“Ecco come siamo intervenuti sul problema roghi”
Intervista al Ministro Sergio Costa

Anche questo 2018 ha portato con sé un’ondata di incendi, quelli più pericolosi accaduti proprio nel casertano, dove a bruciare spesso sono stati impianti destinati al trattamento dei rifiuti. La mano criminale è costantemente dietro l’angolo e molti si chiedono quali siano effettivamente gli interventi del governo gialloverde per arginare questo fenomeno.

Ministro, gli impianti continuano a bruciare, com’è possibile che vi sia un tale deficit nella videosorveglianza e cosa fa il governo per combattere questo problema?

«Che ci siano dei problemi è un fatto oggettivo dato che non c’era, e sottolineo “non c’era”, l’obbligo per quelle ditte che lavorano i rifiuti di dotarsi di sistemi di sicurezza particolari e pensare a cosa fare in caso di incidente rilevante. Parlo all’imperfetto perché adesso c’è: all’art. 26 del decreto sicurezza, ora legge dello Stato, abbiamo fatto approvare l’obbligo, per tutti quelli che lavorano rifiuti in termini ampi, di dotarsi di un adeguato sistema di tutela ambientale interno, penso alla videosorveglianza.

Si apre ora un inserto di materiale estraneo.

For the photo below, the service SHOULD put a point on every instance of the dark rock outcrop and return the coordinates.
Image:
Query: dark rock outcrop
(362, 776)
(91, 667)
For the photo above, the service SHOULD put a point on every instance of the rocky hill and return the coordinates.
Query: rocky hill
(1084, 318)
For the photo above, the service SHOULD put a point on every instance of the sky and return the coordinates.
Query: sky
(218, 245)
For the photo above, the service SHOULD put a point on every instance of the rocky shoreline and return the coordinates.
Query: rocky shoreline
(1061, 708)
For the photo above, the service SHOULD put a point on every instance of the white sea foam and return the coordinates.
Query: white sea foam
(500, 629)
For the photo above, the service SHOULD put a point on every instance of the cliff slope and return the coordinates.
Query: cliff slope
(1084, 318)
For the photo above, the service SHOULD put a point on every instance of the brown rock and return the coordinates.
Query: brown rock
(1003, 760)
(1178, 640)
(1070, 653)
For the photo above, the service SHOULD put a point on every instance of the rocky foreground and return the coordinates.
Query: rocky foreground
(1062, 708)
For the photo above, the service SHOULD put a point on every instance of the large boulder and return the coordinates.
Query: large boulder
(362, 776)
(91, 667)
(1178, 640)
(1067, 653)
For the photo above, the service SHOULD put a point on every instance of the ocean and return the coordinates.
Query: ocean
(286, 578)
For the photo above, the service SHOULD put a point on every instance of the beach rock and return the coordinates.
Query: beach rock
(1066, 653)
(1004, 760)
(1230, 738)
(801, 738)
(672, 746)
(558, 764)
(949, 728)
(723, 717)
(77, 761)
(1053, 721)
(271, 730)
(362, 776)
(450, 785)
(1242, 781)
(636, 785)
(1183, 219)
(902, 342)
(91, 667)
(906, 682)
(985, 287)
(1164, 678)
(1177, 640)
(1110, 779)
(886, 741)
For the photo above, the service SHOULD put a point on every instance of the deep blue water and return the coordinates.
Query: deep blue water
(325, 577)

Parliamo di un vero e proprio piano da depositare alla Prefettura di quel territorio, ed esternamente preoccuparsi con un piano di tutela ambientale in caso di incidente rilevante. Non esisteva prima nella storia delle norme italiane, oggi esiste ed è già legge dello Stato».

Quale sarà la pena?

«Entro 90 giorni tutti i soggetti che lavorano nel mondo dei rifiuti saranno obbligati a dotarsi di questo sistema di sicurezza, pena: non possono esercitare l’attività. Credo che vada nella direzione di tutelare la terra dei fuochi».

Che idea si è fatto della criminalità dietro questi incendi?

«Sicuramente l’incendio occasionale ci può stare, ma quando parliamo di tanti incendi, più di 300 in poco meno di tre anni, significa che c’è l’intervento criminale. Ora, di che tipo di criminalità sia se ne occupa l’attività giudiziaria e non mi permetto di intervenire, ma sicuramente c’è una mano criminale anche di tipo strutturale. Come ho dimostrato, si sta cominciando finalmente in modo concreto a metter mano per garantire la sicurezza attiva e passiva, qualora accada l’incidente rilevante. Poi, ovviamente c’è tutto il tema della prevenzione che rientra nella norma che stiamo scrivendo e che verrà presentata per fine gennaio, si chiamerà “Terra Mia”».

Si è parlato molto dei “professionisti della terra dei fuochi”, lei si sente uno di quelli?

«Io sono un servitore dello Stato, sono felicemente un professionista del servizio allo Stato».

Dopo “Terra Mia” di cosa si occuperà il Ministro dell’ambiente?

«Cominciamo a farla funzionare, mica niente! Le leggi si scrivono, ma poi bisogna farle funzionare».

Queste le parole del Ministro dell’Ambiente Sergio Costa, fiducioso nell’applicazione della nuova norma. Noi abbiamo sempre sostenuto il suo lavoro da Generale dei Carabinieri e, oggi più che mai, come Ministro, continuiamo a farlo. Riponiamo la stessa fiducia e speriamo di trovare riscontro circa la denuncia esposta dal nostro giornale per l’inquinamento dei Regi Lagni. Oltre questa problematica, di cui si occuperà certamente l’autorità giudiziaria dopo il nostro esposto, ciò che possiamo continuare a raccontare è un territorio che continua a subire veri e propri attentati da parte di un consolidato sistema corruttivo-camorrista.